Thursday, September 22, 2011
At book club last week, during which we discussed The Amazing Adventures of Kavalier and Clay (review forthcoming), a member mentioned a woman she knew that so completely engrossed herself in her reading material that she'd have an atlas & the decade-ago equivalent of Wikipedia at hand at all times. If she wasn't quite sure where something was, she'd look it up. If the novel mentioned a city, she'd find it in an atlas and then research its history. If it mentioned a an obscure scientist or artist with whom she was not familiar, she would immediately familiarize herself. You get the picture.
A book like Kavalier and Clay, which spans a few decades, would probably take her several months to read that way. To me, it seemed like a completely overwhelming and, well, hyperimmersive way to read a book. How does she get through anything? Is reading a novel such a chore that she rarely bothers, or is it a great joy for her to use novels as her guides to learning about people and places and history?

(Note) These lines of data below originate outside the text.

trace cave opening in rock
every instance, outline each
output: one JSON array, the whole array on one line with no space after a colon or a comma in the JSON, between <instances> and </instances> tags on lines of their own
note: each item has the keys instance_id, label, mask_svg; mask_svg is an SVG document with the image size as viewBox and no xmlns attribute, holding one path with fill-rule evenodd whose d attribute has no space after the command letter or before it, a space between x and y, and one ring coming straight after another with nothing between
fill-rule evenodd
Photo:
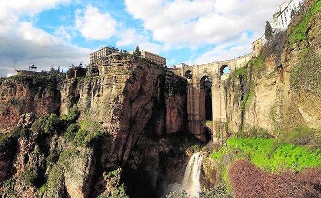
<instances>
[{"instance_id":1,"label":"cave opening in rock","mask_svg":"<svg viewBox=\"0 0 321 198\"><path fill-rule=\"evenodd\" d=\"M201 120L212 120L212 81L204 76L200 81L200 113Z\"/></svg>"},{"instance_id":2,"label":"cave opening in rock","mask_svg":"<svg viewBox=\"0 0 321 198\"><path fill-rule=\"evenodd\" d=\"M221 76L225 75L226 74L229 74L230 68L228 65L224 65L221 67L220 69L220 73L221 74Z\"/></svg>"},{"instance_id":3,"label":"cave opening in rock","mask_svg":"<svg viewBox=\"0 0 321 198\"><path fill-rule=\"evenodd\" d=\"M202 129L202 134L205 136L204 139L206 140L206 143L212 141L213 132L209 128L207 127L203 127Z\"/></svg>"},{"instance_id":4,"label":"cave opening in rock","mask_svg":"<svg viewBox=\"0 0 321 198\"><path fill-rule=\"evenodd\" d=\"M191 79L192 77L192 71L190 70L188 70L185 72L185 74L184 75L184 77L186 79Z\"/></svg>"}]
</instances>

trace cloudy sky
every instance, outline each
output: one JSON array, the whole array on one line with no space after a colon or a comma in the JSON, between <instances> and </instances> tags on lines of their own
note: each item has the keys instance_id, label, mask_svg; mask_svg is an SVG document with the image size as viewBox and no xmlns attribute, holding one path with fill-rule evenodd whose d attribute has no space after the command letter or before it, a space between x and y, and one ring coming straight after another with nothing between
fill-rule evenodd
<instances>
[{"instance_id":1,"label":"cloudy sky","mask_svg":"<svg viewBox=\"0 0 321 198\"><path fill-rule=\"evenodd\" d=\"M284 0L283 0L284 1ZM0 76L88 63L102 46L202 64L251 51L282 0L1 0Z\"/></svg>"}]
</instances>

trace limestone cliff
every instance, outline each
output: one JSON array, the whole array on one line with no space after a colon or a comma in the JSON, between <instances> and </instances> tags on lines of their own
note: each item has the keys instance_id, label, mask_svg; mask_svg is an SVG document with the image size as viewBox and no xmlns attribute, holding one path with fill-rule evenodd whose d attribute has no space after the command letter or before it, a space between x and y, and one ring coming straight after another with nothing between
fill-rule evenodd
<instances>
[{"instance_id":1,"label":"limestone cliff","mask_svg":"<svg viewBox=\"0 0 321 198\"><path fill-rule=\"evenodd\" d=\"M0 131L14 126L24 113L32 112L40 117L59 113L63 79L60 75L0 79Z\"/></svg>"},{"instance_id":2,"label":"limestone cliff","mask_svg":"<svg viewBox=\"0 0 321 198\"><path fill-rule=\"evenodd\" d=\"M121 183L131 197L156 197L180 179L186 149L198 143L184 132L185 80L115 53L88 68L72 68L61 87L55 106L60 118L42 116L31 129L2 137L1 197L108 196L121 193ZM46 89L38 90L43 95Z\"/></svg>"},{"instance_id":3,"label":"limestone cliff","mask_svg":"<svg viewBox=\"0 0 321 198\"><path fill-rule=\"evenodd\" d=\"M229 132L321 130L320 25L320 12L312 8L268 43L262 55L232 72L225 87Z\"/></svg>"}]
</instances>

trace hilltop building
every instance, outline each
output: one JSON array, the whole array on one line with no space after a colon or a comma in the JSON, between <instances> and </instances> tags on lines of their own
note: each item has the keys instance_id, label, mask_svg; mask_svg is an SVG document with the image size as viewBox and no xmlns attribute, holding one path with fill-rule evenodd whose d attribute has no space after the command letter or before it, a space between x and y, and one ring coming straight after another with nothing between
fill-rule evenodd
<instances>
[{"instance_id":1,"label":"hilltop building","mask_svg":"<svg viewBox=\"0 0 321 198\"><path fill-rule=\"evenodd\" d=\"M102 47L101 49L90 54L91 59L90 63L92 63L101 58L105 57L108 55L110 55L112 53L117 51L118 51L118 49L113 47Z\"/></svg>"},{"instance_id":2,"label":"hilltop building","mask_svg":"<svg viewBox=\"0 0 321 198\"><path fill-rule=\"evenodd\" d=\"M273 25L276 32L282 31L288 28L291 20L304 2L305 0L291 0L279 6L279 10L273 14Z\"/></svg>"},{"instance_id":3,"label":"hilltop building","mask_svg":"<svg viewBox=\"0 0 321 198\"><path fill-rule=\"evenodd\" d=\"M257 57L262 52L263 46L263 41L262 38L260 38L252 43L252 56L253 57Z\"/></svg>"},{"instance_id":4,"label":"hilltop building","mask_svg":"<svg viewBox=\"0 0 321 198\"><path fill-rule=\"evenodd\" d=\"M17 76L38 76L43 75L41 72L36 71L37 67L34 65L32 65L29 67L29 70L16 70L16 75Z\"/></svg>"},{"instance_id":5,"label":"hilltop building","mask_svg":"<svg viewBox=\"0 0 321 198\"><path fill-rule=\"evenodd\" d=\"M166 65L166 59L159 55L142 50L141 56L145 59L152 61L160 66Z\"/></svg>"}]
</instances>

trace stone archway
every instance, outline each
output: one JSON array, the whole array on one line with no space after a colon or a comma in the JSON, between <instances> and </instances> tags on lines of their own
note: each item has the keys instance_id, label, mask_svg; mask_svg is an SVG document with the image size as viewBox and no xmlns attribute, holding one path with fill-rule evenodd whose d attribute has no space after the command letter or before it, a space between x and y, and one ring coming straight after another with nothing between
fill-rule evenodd
<instances>
[{"instance_id":1,"label":"stone archway","mask_svg":"<svg viewBox=\"0 0 321 198\"><path fill-rule=\"evenodd\" d=\"M206 143L213 141L213 131L209 127L204 127L202 128L202 139Z\"/></svg>"},{"instance_id":2,"label":"stone archway","mask_svg":"<svg viewBox=\"0 0 321 198\"><path fill-rule=\"evenodd\" d=\"M191 79L193 77L193 74L192 73L192 71L190 70L188 70L185 71L185 74L184 74L184 78L186 79Z\"/></svg>"},{"instance_id":3,"label":"stone archway","mask_svg":"<svg viewBox=\"0 0 321 198\"><path fill-rule=\"evenodd\" d=\"M212 81L209 76L200 80L200 116L201 120L212 120Z\"/></svg>"},{"instance_id":4,"label":"stone archway","mask_svg":"<svg viewBox=\"0 0 321 198\"><path fill-rule=\"evenodd\" d=\"M229 74L230 67L227 65L223 65L220 68L220 74L221 76Z\"/></svg>"}]
</instances>

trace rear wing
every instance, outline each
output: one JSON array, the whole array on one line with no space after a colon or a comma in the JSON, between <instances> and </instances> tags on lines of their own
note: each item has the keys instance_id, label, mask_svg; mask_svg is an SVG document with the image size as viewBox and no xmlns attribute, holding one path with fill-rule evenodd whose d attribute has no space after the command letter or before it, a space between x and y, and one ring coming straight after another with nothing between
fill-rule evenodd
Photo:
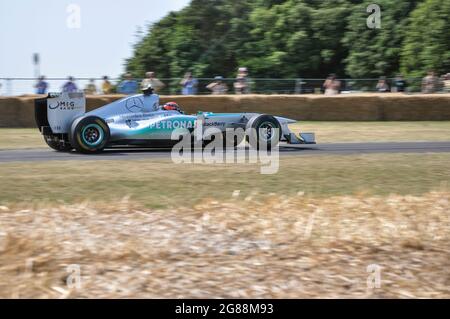
<instances>
[{"instance_id":1,"label":"rear wing","mask_svg":"<svg viewBox=\"0 0 450 319\"><path fill-rule=\"evenodd\" d=\"M36 125L44 135L69 133L73 120L85 112L86 97L82 92L49 93L34 102Z\"/></svg>"}]
</instances>

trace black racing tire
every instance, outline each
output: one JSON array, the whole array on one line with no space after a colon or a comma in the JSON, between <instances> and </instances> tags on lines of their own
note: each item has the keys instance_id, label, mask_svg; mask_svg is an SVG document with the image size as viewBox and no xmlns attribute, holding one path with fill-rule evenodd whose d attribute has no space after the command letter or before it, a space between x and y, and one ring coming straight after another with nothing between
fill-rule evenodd
<instances>
[{"instance_id":1,"label":"black racing tire","mask_svg":"<svg viewBox=\"0 0 450 319\"><path fill-rule=\"evenodd\" d=\"M44 135L44 141L50 148L58 152L70 152L73 147L67 142L61 142L61 140L55 136Z\"/></svg>"},{"instance_id":2,"label":"black racing tire","mask_svg":"<svg viewBox=\"0 0 450 319\"><path fill-rule=\"evenodd\" d=\"M80 153L95 154L103 151L109 138L108 124L100 117L82 117L72 123L70 144Z\"/></svg>"},{"instance_id":3,"label":"black racing tire","mask_svg":"<svg viewBox=\"0 0 450 319\"><path fill-rule=\"evenodd\" d=\"M272 115L257 115L248 121L246 133L251 147L259 150L261 144L266 144L267 149L270 150L280 142L281 125Z\"/></svg>"}]
</instances>

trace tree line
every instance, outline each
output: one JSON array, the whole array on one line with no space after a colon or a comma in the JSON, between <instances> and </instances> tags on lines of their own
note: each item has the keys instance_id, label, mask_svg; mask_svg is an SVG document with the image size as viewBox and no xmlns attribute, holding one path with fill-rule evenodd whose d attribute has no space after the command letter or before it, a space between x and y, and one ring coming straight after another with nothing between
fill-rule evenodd
<instances>
[{"instance_id":1,"label":"tree line","mask_svg":"<svg viewBox=\"0 0 450 319\"><path fill-rule=\"evenodd\" d=\"M368 28L367 6L381 8ZM450 69L450 0L192 0L149 25L126 71L142 77L421 77Z\"/></svg>"}]
</instances>

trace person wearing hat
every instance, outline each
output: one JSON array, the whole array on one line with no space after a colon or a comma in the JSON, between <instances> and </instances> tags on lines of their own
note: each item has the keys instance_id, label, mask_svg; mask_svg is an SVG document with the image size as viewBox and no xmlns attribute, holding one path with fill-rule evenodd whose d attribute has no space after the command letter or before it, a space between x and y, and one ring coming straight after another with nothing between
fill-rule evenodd
<instances>
[{"instance_id":1,"label":"person wearing hat","mask_svg":"<svg viewBox=\"0 0 450 319\"><path fill-rule=\"evenodd\" d=\"M155 92L158 92L159 90L161 90L163 87L166 86L163 82L161 82L159 79L155 77L155 72L145 73L145 79L142 80L141 88L143 89L148 85L151 85L153 90L155 90Z\"/></svg>"},{"instance_id":2,"label":"person wearing hat","mask_svg":"<svg viewBox=\"0 0 450 319\"><path fill-rule=\"evenodd\" d=\"M248 94L250 88L248 85L248 70L247 68L239 68L236 82L234 82L234 91L236 94Z\"/></svg>"},{"instance_id":3,"label":"person wearing hat","mask_svg":"<svg viewBox=\"0 0 450 319\"><path fill-rule=\"evenodd\" d=\"M227 94L228 91L228 86L223 82L222 76L216 76L214 82L208 84L206 88L210 90L213 95Z\"/></svg>"},{"instance_id":4,"label":"person wearing hat","mask_svg":"<svg viewBox=\"0 0 450 319\"><path fill-rule=\"evenodd\" d=\"M125 80L120 82L117 91L121 94L131 95L135 94L138 89L137 82L133 79L131 73L125 74Z\"/></svg>"}]
</instances>

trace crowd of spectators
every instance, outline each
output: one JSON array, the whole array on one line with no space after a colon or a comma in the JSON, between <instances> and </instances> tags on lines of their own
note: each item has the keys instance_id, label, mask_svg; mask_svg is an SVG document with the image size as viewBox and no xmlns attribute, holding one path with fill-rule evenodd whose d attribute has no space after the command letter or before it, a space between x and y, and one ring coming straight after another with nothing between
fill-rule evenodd
<instances>
[{"instance_id":1,"label":"crowd of spectators","mask_svg":"<svg viewBox=\"0 0 450 319\"><path fill-rule=\"evenodd\" d=\"M230 79L227 79L230 81ZM233 88L235 94L249 94L251 92L251 83L248 76L248 69L240 67L237 70L236 78L234 79ZM172 83L173 84L173 83ZM401 74L398 74L394 79L388 80L382 76L379 78L374 91L379 93L388 92L407 92L408 82L403 78ZM145 89L151 86L156 93L161 92L166 84L156 77L155 72L145 73L144 79L139 81L133 78L132 74L126 73L123 76L123 80L117 85L113 85L108 76L103 77L100 89L97 88L95 79L90 79L84 87L83 91L89 95L95 94L112 94L120 93L131 95L139 91L139 89ZM182 95L196 95L199 90L199 81L196 79L192 72L186 72L182 80L179 82L180 92ZM46 81L45 76L40 76L34 86L37 94L46 94L49 89L49 84ZM229 93L229 86L225 79L221 75L214 77L214 80L205 85L204 89L210 91L212 95L223 95ZM77 92L80 91L75 79L72 76L67 78L67 81L62 86L63 92ZM342 82L337 78L335 74L330 74L325 82L322 84L322 92L325 95L332 96L342 92ZM204 90L203 90L204 91ZM438 77L434 71L429 71L421 82L422 93L436 93L436 92L450 92L450 73L444 74Z\"/></svg>"}]
</instances>

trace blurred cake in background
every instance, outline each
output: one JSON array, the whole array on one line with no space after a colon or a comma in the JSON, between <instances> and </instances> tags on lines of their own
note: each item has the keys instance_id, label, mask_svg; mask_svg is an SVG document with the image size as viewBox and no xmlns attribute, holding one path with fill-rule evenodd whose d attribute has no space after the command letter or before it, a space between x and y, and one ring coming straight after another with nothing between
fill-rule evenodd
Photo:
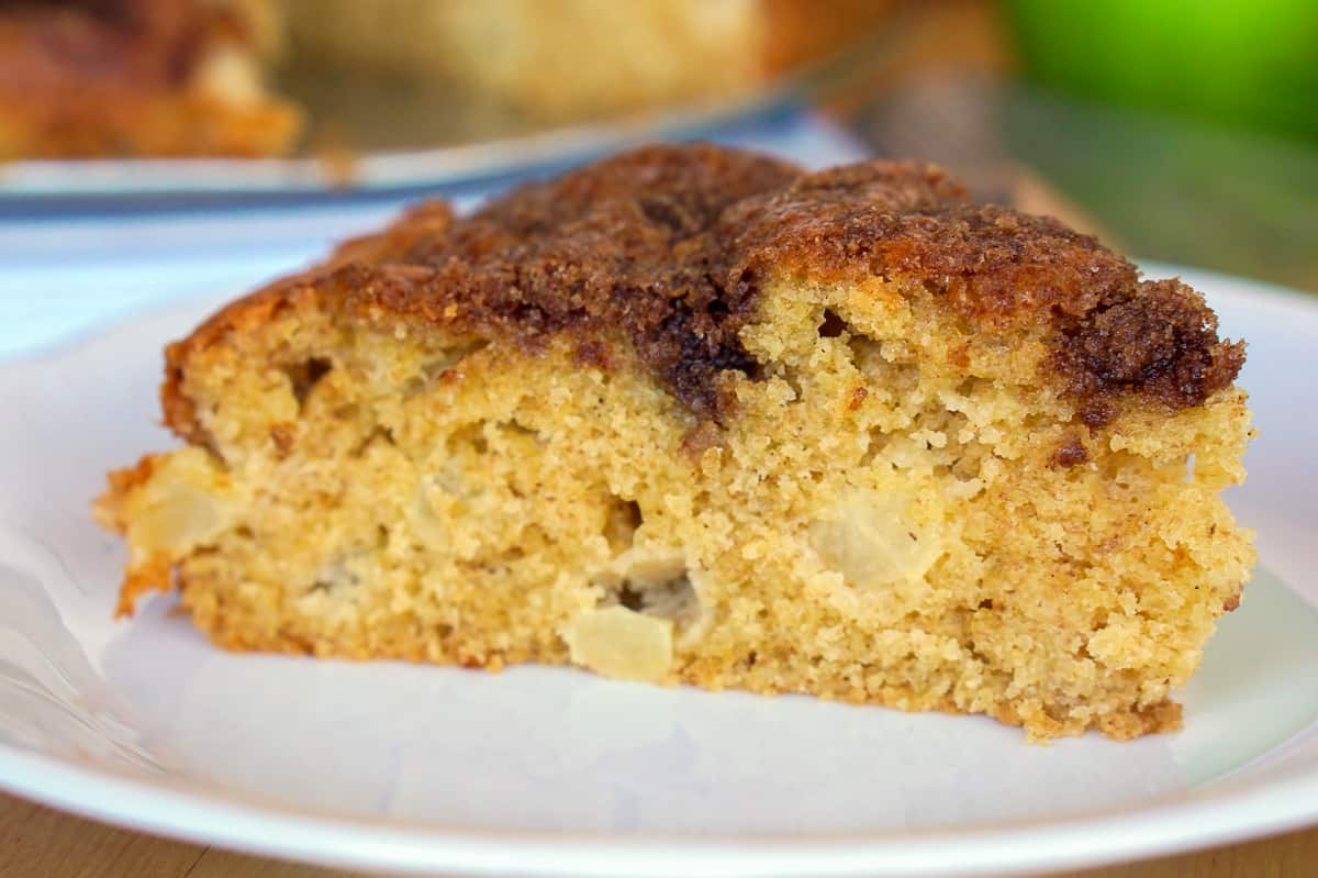
<instances>
[{"instance_id":1,"label":"blurred cake in background","mask_svg":"<svg viewBox=\"0 0 1318 878\"><path fill-rule=\"evenodd\" d=\"M268 0L0 0L0 160L285 152L279 42Z\"/></svg>"},{"instance_id":2,"label":"blurred cake in background","mask_svg":"<svg viewBox=\"0 0 1318 878\"><path fill-rule=\"evenodd\" d=\"M295 57L443 79L544 120L746 91L863 33L886 0L281 0Z\"/></svg>"},{"instance_id":3,"label":"blurred cake in background","mask_svg":"<svg viewBox=\"0 0 1318 878\"><path fill-rule=\"evenodd\" d=\"M368 129L393 117L434 138L434 125L401 119L420 108L476 140L514 119L525 129L708 104L842 49L891 5L0 0L0 161L281 154L307 115L356 136L335 116L361 95L380 107ZM393 100L407 90L426 99ZM496 121L460 124L473 112Z\"/></svg>"}]
</instances>

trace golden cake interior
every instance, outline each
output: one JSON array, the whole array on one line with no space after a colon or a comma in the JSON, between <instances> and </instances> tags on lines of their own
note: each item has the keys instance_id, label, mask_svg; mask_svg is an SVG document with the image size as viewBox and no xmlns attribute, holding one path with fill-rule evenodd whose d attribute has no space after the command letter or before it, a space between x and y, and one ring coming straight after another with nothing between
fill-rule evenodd
<instances>
[{"instance_id":1,"label":"golden cake interior","mask_svg":"<svg viewBox=\"0 0 1318 878\"><path fill-rule=\"evenodd\" d=\"M418 243L461 223L415 211L170 349L188 443L98 504L123 610L177 588L235 650L573 663L1033 738L1177 728L1253 562L1218 496L1244 476L1242 390L1089 417L1056 324L778 258L735 331L753 364L702 409L619 326L455 316Z\"/></svg>"}]
</instances>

I will occasionally stop to research something if I've always meant to learn more about it, or look things up on a map if I have absolutely no general idea of where a place is in relation to other places, but never have I gone to the above extreme. It must be a completely different reading experience. But would it also take something away from the flow of the story, from the general pleasure of reading itself? I tend to think it probably would, at least for me. I also like to trust that the author is giving me enough information to follow and enjoy and fall into the story without having to stop, look something up, start again, stop again, etc. If the author is any good, that is.
Anyone else read like the woman above, or even anything close to it?